The problem is his definition, "A bubble occurs when an asset moves up today
only because it moved up yesterday", is wrong.

A Bubble is actually when people have unreal expectations of how much stock
will move up tomorrow. Or as economists say...

"a widespread cognitive bias that leads market participants to drive stock
price above their value in relation to normal valuation standards"

So in the case of "bubble 1.0" the bright future of a few truly valuable
companies (Amazon, Google, etc...) led to a cognitive bias in favor of ALL
internet companies. Those other companies are what made it a bubble.

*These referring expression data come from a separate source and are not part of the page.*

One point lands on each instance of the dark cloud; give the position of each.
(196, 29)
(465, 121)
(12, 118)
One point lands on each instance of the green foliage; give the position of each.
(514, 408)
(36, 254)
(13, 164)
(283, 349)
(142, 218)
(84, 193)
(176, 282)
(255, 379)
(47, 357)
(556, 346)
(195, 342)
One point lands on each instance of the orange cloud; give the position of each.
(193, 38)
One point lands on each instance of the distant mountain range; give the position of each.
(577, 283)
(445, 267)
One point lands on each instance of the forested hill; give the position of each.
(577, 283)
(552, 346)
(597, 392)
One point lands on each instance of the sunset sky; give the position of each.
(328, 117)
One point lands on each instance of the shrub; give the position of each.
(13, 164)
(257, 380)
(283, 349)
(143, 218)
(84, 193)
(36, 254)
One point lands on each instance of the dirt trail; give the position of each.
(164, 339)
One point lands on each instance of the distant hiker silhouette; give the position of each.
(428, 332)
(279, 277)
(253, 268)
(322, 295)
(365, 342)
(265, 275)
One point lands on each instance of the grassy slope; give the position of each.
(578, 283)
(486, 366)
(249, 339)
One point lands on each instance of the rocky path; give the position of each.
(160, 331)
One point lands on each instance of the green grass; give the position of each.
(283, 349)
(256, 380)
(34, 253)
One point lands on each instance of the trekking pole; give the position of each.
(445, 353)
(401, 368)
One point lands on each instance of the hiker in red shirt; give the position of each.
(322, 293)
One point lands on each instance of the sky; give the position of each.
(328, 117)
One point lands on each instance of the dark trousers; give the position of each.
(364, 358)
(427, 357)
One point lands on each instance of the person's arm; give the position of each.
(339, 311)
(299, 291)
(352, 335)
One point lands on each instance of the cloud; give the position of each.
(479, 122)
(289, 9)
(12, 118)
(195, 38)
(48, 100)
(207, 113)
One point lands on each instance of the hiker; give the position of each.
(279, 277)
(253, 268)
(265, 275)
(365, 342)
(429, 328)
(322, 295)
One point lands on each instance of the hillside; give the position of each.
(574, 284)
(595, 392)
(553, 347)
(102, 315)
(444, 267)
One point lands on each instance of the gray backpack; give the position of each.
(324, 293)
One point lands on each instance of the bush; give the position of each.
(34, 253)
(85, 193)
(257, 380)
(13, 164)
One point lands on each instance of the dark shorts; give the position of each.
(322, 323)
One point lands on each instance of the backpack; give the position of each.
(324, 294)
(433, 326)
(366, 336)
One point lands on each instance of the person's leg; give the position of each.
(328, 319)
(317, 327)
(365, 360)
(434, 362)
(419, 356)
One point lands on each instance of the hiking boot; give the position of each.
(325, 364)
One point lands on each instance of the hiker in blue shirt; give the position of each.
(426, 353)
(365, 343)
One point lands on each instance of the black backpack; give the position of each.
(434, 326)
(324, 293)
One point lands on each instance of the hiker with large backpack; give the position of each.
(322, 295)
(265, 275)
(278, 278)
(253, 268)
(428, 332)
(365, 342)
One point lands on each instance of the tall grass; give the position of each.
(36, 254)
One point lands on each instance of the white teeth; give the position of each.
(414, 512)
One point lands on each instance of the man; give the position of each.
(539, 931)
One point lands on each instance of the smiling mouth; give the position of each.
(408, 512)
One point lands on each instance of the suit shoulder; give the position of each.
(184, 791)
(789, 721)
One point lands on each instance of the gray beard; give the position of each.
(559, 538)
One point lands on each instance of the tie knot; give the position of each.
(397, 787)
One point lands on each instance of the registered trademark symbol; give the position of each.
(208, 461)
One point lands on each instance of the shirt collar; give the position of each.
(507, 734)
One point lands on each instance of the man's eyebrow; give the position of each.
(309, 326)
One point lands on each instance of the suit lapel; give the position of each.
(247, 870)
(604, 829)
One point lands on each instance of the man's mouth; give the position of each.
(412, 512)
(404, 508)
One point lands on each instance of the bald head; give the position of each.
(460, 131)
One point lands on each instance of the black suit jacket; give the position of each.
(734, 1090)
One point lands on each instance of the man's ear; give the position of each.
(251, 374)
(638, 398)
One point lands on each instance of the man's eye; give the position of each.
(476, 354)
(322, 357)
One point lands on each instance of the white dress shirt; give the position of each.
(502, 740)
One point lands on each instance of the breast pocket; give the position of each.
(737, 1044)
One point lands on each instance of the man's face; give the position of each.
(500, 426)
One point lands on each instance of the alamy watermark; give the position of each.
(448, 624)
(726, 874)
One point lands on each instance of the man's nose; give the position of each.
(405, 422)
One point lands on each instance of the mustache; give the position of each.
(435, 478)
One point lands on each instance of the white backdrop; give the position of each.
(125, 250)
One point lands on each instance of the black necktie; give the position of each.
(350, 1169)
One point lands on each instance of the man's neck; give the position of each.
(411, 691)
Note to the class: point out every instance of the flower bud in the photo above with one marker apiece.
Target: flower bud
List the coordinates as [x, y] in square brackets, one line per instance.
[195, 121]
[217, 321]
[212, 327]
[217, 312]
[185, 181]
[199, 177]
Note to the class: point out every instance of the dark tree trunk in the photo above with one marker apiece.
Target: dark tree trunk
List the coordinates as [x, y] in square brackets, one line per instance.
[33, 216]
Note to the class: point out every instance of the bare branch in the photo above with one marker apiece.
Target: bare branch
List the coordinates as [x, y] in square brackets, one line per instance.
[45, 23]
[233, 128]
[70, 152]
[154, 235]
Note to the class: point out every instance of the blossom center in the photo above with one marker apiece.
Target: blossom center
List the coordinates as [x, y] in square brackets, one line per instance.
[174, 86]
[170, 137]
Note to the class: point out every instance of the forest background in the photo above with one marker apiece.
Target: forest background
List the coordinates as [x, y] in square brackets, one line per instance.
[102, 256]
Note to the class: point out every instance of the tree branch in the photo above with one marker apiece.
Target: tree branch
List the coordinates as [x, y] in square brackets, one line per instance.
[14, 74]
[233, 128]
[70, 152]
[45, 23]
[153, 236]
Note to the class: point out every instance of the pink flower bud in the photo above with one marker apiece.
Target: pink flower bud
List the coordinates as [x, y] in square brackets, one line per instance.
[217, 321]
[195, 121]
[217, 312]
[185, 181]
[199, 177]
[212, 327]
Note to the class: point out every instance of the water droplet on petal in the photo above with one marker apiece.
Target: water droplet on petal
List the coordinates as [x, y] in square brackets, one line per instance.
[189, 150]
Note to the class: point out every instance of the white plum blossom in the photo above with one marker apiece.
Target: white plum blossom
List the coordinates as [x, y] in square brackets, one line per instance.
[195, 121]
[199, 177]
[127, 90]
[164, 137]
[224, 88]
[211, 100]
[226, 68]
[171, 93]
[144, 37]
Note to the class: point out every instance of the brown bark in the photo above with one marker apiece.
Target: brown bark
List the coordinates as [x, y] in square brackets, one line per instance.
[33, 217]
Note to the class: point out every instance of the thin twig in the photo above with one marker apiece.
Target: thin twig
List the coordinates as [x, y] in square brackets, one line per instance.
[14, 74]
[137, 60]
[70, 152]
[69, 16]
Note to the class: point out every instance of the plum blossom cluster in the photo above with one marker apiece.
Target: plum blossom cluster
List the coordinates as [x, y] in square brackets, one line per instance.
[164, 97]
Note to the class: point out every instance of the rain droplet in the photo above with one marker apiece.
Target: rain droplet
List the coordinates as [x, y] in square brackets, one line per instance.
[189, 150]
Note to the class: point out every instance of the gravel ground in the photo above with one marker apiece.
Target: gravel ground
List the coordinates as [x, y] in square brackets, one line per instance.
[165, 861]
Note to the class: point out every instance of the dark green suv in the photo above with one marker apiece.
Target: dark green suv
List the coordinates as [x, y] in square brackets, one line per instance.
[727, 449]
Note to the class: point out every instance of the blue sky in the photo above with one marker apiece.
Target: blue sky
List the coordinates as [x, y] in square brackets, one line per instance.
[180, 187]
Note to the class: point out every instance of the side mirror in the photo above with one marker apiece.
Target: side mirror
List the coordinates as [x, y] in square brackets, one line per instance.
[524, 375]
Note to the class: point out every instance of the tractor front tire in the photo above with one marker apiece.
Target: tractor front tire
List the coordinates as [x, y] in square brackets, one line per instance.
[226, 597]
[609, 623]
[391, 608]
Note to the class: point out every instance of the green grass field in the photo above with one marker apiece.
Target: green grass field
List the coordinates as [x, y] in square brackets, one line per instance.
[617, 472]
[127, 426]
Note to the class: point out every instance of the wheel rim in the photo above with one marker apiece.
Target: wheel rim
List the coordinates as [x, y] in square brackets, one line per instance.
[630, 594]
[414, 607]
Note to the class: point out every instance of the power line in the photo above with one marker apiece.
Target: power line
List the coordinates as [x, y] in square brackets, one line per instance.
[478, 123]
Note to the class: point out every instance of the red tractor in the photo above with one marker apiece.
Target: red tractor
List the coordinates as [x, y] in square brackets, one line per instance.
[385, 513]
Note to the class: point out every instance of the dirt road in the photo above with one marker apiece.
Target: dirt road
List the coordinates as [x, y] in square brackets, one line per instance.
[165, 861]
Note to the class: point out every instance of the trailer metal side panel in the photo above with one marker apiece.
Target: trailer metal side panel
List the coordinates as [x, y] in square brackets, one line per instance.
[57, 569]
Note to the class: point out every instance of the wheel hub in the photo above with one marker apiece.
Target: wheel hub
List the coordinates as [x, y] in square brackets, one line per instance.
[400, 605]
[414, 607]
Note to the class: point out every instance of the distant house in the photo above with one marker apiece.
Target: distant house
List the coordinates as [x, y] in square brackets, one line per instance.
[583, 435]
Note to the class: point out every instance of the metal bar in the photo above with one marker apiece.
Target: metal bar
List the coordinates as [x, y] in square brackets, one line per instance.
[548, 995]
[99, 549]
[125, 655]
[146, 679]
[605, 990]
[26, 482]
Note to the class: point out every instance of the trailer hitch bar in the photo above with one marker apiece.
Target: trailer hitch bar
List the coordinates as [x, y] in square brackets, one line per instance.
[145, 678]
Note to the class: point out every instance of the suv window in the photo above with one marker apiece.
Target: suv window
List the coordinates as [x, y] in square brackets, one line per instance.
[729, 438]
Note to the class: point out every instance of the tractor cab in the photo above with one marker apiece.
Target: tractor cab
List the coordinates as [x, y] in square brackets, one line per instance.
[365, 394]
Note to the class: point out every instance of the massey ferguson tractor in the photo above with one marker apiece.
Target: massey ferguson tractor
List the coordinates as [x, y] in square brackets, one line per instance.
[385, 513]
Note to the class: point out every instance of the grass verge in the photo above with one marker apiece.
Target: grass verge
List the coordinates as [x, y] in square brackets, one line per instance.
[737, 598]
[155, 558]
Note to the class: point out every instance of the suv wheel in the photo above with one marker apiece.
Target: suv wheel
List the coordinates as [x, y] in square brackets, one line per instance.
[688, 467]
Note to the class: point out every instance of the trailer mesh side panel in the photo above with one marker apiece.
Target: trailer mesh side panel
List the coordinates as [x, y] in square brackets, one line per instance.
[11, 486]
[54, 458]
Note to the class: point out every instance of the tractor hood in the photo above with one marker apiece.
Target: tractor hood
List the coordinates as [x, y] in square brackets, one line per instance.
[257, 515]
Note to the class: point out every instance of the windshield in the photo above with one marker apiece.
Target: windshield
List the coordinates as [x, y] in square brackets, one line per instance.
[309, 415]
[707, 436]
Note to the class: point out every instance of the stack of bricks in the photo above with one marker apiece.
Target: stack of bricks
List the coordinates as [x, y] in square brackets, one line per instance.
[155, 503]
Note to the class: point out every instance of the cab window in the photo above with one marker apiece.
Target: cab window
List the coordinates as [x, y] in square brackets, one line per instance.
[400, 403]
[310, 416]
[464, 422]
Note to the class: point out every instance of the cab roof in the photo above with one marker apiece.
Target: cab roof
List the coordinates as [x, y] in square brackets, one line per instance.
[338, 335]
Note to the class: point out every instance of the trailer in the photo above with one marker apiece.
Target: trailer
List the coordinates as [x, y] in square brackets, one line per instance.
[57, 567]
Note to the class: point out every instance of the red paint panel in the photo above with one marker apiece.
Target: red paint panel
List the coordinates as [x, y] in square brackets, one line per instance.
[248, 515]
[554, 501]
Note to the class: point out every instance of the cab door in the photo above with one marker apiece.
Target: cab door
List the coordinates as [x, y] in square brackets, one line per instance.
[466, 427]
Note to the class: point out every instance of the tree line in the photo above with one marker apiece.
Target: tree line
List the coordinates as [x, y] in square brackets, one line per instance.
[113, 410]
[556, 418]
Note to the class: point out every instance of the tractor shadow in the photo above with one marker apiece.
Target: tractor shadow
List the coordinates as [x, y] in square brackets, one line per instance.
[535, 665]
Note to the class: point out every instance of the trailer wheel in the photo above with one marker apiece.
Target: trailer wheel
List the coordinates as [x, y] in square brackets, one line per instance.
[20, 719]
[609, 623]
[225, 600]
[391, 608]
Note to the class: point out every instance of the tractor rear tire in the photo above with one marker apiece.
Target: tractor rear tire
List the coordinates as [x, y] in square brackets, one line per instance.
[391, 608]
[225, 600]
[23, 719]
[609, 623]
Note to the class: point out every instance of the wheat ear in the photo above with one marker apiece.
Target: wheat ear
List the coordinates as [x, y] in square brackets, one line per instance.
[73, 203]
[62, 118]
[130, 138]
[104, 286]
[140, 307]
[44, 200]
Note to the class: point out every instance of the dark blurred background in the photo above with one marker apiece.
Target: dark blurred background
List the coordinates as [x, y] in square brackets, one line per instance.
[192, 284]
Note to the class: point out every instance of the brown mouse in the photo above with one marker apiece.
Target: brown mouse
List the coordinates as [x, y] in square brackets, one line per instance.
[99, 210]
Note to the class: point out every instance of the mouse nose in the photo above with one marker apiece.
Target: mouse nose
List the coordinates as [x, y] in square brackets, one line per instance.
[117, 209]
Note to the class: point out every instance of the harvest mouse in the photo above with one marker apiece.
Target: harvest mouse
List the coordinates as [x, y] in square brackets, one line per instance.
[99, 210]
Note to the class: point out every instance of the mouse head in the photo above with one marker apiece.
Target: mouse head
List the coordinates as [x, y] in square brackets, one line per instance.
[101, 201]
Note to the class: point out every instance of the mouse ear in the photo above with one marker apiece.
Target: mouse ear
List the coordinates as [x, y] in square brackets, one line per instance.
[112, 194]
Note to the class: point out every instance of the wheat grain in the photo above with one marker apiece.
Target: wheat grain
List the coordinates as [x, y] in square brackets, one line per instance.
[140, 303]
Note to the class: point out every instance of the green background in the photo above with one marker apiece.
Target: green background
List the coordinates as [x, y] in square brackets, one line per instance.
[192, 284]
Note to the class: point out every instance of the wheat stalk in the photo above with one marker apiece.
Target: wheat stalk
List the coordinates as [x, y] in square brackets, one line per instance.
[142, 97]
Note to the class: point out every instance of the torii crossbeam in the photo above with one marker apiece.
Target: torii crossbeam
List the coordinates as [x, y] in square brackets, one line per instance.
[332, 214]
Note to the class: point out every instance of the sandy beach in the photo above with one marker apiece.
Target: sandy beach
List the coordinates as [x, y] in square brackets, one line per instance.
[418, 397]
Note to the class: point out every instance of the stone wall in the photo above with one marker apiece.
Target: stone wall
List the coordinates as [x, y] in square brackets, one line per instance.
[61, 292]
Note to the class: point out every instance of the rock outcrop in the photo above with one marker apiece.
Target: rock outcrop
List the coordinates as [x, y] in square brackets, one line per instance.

So his point about Facebook may be a valid one. It may be like Amazon and
Google 15 years from now. That's a complicated question involving how willing
people are to re-establish social connections, how likely it is that a
competitor will come along that's superior to Facebook and whether social
sharing is "a phase" or not.

But Facebook's eventual value does not negate "Bubble 2.0" as it might just be
the company that helps create the cognitive bias and not necessarily one that
benefits from it.

------
dontbelame
I like the fact that the author brought up these two points.

1\. "Facebook is a mini-Internet. It’s an organized Internet. We’ve all moved
our home pages to be our Facebook pages. Companies flash their Facebook page
on their commercials now instead of their own websites. So imagine the value
of the entire Internet."

2\. "In 1999-2000, the public was given the chance to have a venture
capitalist-style portfolio. It didn’t work."

1 has some truth to it but not entirely correct. Facebook has done a great job
on social graph capturing but as far as mapping the internet, it has not done
well nor did it intend to act like a repository of web in the first place.
There will be services like that in the future, very soon. For 2, I think he
has a point, but of course the general public's investing pattern is different
from a VC's. It's the average Joe's preference. If you ask a 90 year old to
drive a porsche, she'll come back and complain how bad the driving experience
is and how close she was to have a heart attack from it.